For some reason, it became the main design language adults used to communicate with the children born in the 1980s. It was on our Trapper Keepers, it was the literal look of Nickelodeon and the Disney Channel. Screech and Zack Morris (who is trash btw) had lunch at the Max diner, while Pee Wee showed and told in a Memphis wonderland.

It goes to prove that the older generations have never really understood how to talk to Millennials. They’re just like, “You like this right?” and then while we go “Yeah, actually, that’s kind of cool.” they laughed at us and called us names for liking it.

I bet the food here was garbage. Those fries always looked terrible. But, neon and glass block? And you guys wonder why I’m like this.

But Memphis, while bombastic, is not a joke. It’s pretty sophisticated and for a time was quite the toast of the town, debuting at the Milan Furniture Fair. While it was created in the ’80s, it didn’t really get popular until the early ’90s. Weirder still, is that in retrospect, it makes people think of the ’80s, even though they’re mostly remembering things from the early ’90s. I wonder if there is anything else like this, where people’s memories auto correct the past.

Memphis keeps threatening a full-on comeback, but, that’s impossible. It never really was. It only really existed in children’s programming. Sure, Karl Lagerfeld and David Bowie had huge Memphis collections, but the group itself only ever made one piece of furniture for mass consumption (a chair that sucked). The group was defunct just 7 years after it was formed and by the time it had it’s day in the sun, it shriveled up and died in the heat.

See? It’s stupid. But…

The biggest issue with Memphis is practicality. Hard edges, and thin cushions of Mid-Century Modern furniture render it uncomfortable. But Memphis furniture is just plain unusable. It’s arresting in it’s design and bold in it’s color choices, but it’s one of the least functional design languages ever. It’s the opposite of timeless. It is heavily rooted in a time and place. These ideas were futuristic and almost immediately they were cemented in place, forever to be thought of as artifacts of the past.

Ultimately, Memphis suffered from the same short-comings as MCM. While insane, it was too rigid. You couldn’t have a regular sofa or a normal rug in a Memphis room. It was all or nothing. At least with Mid-Century you can put a lamp from Target on your end table and it doesn’t stick out like a sore thumb.

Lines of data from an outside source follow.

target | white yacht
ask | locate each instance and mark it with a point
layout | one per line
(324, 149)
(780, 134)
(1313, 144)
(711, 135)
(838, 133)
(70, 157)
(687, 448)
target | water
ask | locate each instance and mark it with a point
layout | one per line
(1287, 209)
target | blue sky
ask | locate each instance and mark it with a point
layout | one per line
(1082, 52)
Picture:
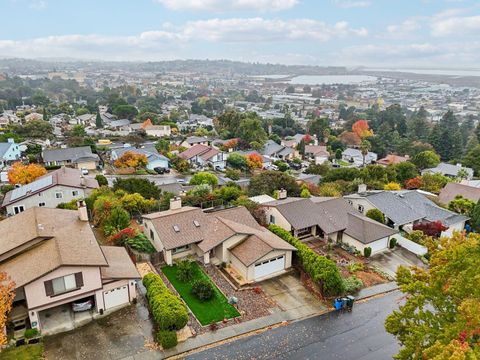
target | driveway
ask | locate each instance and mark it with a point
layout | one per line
(290, 295)
(121, 335)
(390, 260)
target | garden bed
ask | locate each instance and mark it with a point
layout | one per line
(206, 312)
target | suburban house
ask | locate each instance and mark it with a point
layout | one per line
(9, 152)
(202, 155)
(355, 156)
(59, 186)
(79, 157)
(451, 190)
(392, 159)
(55, 260)
(404, 208)
(155, 159)
(331, 219)
(452, 171)
(230, 236)
(318, 153)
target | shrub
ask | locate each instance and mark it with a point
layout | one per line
(184, 270)
(322, 270)
(393, 243)
(352, 284)
(167, 310)
(367, 251)
(167, 338)
(202, 289)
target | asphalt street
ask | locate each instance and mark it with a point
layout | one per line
(358, 335)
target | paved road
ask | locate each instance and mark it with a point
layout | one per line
(358, 335)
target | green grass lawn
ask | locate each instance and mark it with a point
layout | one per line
(214, 310)
(24, 352)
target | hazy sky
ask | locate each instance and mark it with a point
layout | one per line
(423, 33)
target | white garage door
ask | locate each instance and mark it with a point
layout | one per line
(268, 267)
(115, 297)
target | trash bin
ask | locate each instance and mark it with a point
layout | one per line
(350, 300)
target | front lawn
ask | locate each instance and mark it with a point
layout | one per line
(23, 352)
(214, 310)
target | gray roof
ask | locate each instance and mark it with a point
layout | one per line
(73, 154)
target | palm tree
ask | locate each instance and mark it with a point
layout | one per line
(365, 147)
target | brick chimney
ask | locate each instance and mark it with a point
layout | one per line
(82, 210)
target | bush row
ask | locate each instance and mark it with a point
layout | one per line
(168, 310)
(322, 270)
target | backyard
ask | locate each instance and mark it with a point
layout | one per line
(207, 312)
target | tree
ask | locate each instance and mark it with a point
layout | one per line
(237, 161)
(440, 316)
(376, 215)
(131, 159)
(148, 189)
(25, 174)
(204, 177)
(461, 205)
(361, 129)
(7, 294)
(426, 160)
(268, 181)
(392, 186)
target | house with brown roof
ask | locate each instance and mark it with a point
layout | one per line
(328, 218)
(203, 155)
(59, 186)
(55, 261)
(230, 236)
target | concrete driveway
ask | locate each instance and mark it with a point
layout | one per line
(390, 260)
(121, 335)
(290, 294)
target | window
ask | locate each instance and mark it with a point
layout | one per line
(18, 209)
(64, 284)
(181, 249)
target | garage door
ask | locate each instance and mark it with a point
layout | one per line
(115, 297)
(268, 267)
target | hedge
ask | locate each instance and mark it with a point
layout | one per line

Just tile your bedroom guys. Tile’s a good material for a bed frame right? You thought this was a bath but it’s not. You can still enjoy watersports here if you want.

Memphis design really relates to the concept of Bachelor Uncles in general because it never got to live up to it’s potential despite it’s pedigree. It was always misunderstood, even when heralded. Realistically, Memphis was a failure collapsing under it’s own ideals and forced to reinvent itself. Dedicated weirdos, who always wanted to get slimed on “You Can’t Do That On Television”, will sing it’s praises and dream of a revisionist past where Memphis was everywhere and in every home.

And the revisionist vision that a better past can create a better preset, is what draws me to Memphis Design and the story of the Memphis group. Maybe that’s what drew Bowie to it. Somewhere in all of us, is a frustrated group of aging Italian designers begging to tell old Uncle Frank Lloyd Wright to go fuck himself.

Happy Bachelor Uncle Sunday guys. Let’s have a great week.

4 thoughts on “I Love Memphis Even Though It’s Stupid And Because It’s Stupid

  1. I always think of how Delia Deetz remodeled the house in Beetlejuice. Memphis style seemed appropriate in Pee Wees playhouse but Beetlejuice showed how, like you said, all or nothing and out of place it looked next to any other style.
    Also, I’m still giggling about the punch bowl comment. Jesus, where do you come up with this stuff?

    • Haha. Yeah Exactly dude. The pieces were barely produced, you needed a lot of them to pull off the look, and while everyone could identify it and a lot of people had a brief love affair with it – no one could incorporate it. It was an interior design that existed, primarily, in TV shows and peoples minds. Which is a shame, because it has a lot of smart, cool, interesting ideas.

      As for the punch bowl comment. It was like 2am when I finished this. haha.